🤖 AI Summary
Current AI systems for chest X-ray interpretation lack an explicit reasoning process that links visual evidence to diagnostic conclusions, limiting their interpretability and clinical trustworthiness. This work proposes CheXOne, the first model in medical imaging to incorporate a clinically credible mechanism for generating explicit chains of reasoning. Through a two-stage training framework combining instruction fine-tuning and reinforcement learning, CheXOne trains a vision-language foundation model on 14.7 million multitask instruction-reasoning samples to jointly produce diagnostic predictions and interpretable reasoning trajectories. Experiments demonstrate that the model outperforms existing medical and general-purpose large models across 17 zero-shot evaluations. Clinical assessments reveal that 55% of its generated reports meet or exceed the quality of those produced by resident physicians, with reasoning trajectories exhibiting high clinical factuality.
📝 Abstract
Chest X-rays (CXRs) are among the most frequently performed imaging examinations worldwide, yet rising imaging volumes increase radiologist workload and the risk of diagnostic errors. Although artificial intelligence (AI) systems have shown promise for CXR interpretation, most generate only final predictions, without making explicit how visual evidence is translated into radiographic findings and diagnostic predictions.
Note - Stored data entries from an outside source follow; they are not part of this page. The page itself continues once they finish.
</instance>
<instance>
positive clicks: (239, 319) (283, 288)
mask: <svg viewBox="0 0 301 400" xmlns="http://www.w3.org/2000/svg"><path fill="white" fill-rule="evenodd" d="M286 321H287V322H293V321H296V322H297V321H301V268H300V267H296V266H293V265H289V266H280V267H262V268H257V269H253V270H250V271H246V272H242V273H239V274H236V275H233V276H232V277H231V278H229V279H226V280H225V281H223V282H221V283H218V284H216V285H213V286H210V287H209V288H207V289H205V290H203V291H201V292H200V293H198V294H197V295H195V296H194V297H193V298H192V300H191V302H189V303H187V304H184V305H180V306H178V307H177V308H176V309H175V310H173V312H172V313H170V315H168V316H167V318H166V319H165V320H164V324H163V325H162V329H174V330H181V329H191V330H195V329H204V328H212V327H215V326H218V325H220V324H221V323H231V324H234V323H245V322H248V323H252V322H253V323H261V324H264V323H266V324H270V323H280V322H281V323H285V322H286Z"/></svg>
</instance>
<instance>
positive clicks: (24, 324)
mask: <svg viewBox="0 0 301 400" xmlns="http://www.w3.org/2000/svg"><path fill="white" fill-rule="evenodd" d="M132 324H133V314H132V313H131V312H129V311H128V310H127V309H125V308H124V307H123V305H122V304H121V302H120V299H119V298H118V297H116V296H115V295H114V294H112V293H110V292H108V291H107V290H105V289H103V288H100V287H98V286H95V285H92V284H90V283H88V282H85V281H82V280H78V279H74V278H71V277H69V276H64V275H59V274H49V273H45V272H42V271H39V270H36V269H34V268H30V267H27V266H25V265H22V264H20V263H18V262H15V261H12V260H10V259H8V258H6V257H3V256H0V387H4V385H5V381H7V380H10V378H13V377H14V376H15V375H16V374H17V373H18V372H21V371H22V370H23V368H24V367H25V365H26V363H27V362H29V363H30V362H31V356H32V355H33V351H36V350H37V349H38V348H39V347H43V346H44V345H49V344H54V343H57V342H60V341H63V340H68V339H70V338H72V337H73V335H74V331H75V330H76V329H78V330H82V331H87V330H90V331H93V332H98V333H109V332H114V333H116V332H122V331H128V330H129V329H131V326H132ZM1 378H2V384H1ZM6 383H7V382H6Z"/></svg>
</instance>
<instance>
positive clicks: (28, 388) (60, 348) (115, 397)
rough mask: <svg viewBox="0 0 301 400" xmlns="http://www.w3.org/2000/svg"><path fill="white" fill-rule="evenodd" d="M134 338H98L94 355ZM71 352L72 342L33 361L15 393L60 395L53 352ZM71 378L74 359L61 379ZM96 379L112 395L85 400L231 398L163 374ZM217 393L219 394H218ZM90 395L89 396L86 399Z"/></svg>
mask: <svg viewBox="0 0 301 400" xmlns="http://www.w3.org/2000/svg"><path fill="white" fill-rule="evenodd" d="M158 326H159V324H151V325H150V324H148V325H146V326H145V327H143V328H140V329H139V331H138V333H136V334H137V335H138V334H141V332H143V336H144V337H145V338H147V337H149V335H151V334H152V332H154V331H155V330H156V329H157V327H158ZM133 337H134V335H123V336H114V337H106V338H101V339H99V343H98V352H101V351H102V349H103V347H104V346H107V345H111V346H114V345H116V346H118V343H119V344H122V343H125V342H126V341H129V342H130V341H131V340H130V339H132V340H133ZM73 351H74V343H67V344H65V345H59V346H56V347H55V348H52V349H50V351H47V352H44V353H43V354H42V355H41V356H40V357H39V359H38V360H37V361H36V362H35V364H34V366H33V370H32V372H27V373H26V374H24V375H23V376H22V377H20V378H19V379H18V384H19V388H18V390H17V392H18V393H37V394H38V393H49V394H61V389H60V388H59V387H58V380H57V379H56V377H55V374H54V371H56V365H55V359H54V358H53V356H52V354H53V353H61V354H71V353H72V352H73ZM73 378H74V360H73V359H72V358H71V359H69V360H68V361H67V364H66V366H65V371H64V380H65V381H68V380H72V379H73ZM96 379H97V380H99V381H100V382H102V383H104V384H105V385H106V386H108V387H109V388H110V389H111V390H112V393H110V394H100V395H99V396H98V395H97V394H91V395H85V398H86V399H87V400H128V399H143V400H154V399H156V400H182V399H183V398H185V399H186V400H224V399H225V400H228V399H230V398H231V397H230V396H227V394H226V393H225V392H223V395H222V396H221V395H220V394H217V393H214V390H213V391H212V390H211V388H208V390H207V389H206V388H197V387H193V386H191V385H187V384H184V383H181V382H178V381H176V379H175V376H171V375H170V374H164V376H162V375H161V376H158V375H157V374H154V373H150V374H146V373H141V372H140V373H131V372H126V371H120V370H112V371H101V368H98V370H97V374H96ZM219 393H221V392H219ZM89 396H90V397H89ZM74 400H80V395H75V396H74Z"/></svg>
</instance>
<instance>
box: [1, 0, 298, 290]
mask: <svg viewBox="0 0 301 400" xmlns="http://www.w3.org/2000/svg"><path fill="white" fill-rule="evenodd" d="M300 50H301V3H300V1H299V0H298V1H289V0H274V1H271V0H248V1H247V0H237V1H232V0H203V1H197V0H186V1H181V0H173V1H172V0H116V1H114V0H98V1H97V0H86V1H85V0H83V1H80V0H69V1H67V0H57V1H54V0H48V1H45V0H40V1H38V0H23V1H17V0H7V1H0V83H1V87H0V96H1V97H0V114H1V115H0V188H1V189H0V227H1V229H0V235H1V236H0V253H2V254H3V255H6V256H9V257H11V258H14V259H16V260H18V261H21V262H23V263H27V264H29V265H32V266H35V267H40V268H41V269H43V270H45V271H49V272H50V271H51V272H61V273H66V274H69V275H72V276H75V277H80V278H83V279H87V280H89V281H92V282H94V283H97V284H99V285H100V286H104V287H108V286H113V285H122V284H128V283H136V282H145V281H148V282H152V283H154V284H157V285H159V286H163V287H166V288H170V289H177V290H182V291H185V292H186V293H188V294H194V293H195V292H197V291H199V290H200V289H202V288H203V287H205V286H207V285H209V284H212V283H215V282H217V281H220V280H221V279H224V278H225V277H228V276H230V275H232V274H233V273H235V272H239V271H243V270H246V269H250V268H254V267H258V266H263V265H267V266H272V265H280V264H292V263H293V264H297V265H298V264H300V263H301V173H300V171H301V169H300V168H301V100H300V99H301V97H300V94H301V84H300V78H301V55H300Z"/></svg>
We present CheXOne, a reasoning-enabled vision-language model for CXR interpretation. CheXOne jointly generates diagnostic predictions and explicit, clinically grounded reasoning traces that connect visual evidence, radiographic findings, and these predictions. The model is trained on 14.7 million instruction and reasoning samples curated from 30 public datasets spanning 36 CXR interpretation tasks, using a two-stage framework that combines instruction tuning with reinforcement learning to improve reasoning quality. We evaluate CheXOne in zero-shot settings across visual question answering, report generation, visual grounding and reasoning assessment, covering 17 evaluation settings. CheXOne outperforms existing medical and general-domain foundation models and achieves strong performance on independent public benchmarks. A clinical reader study demonstrates that CheXOne-drafted reports are comparable to or better than resident-written reports in 55% of cases, while effectively addressing clinical indications and enhancing both report writing and CXR interpretation efficiency. Further analyses involving radiologists reveal that the generated reasoning traces show high clinical factuality and provide causal support for the final predictions, offering a plausible explanation for the performance gains. These results suggest that explicit reasoning can improve model performance, interpretability and clinical utility in AI-assisted CXR interpretation.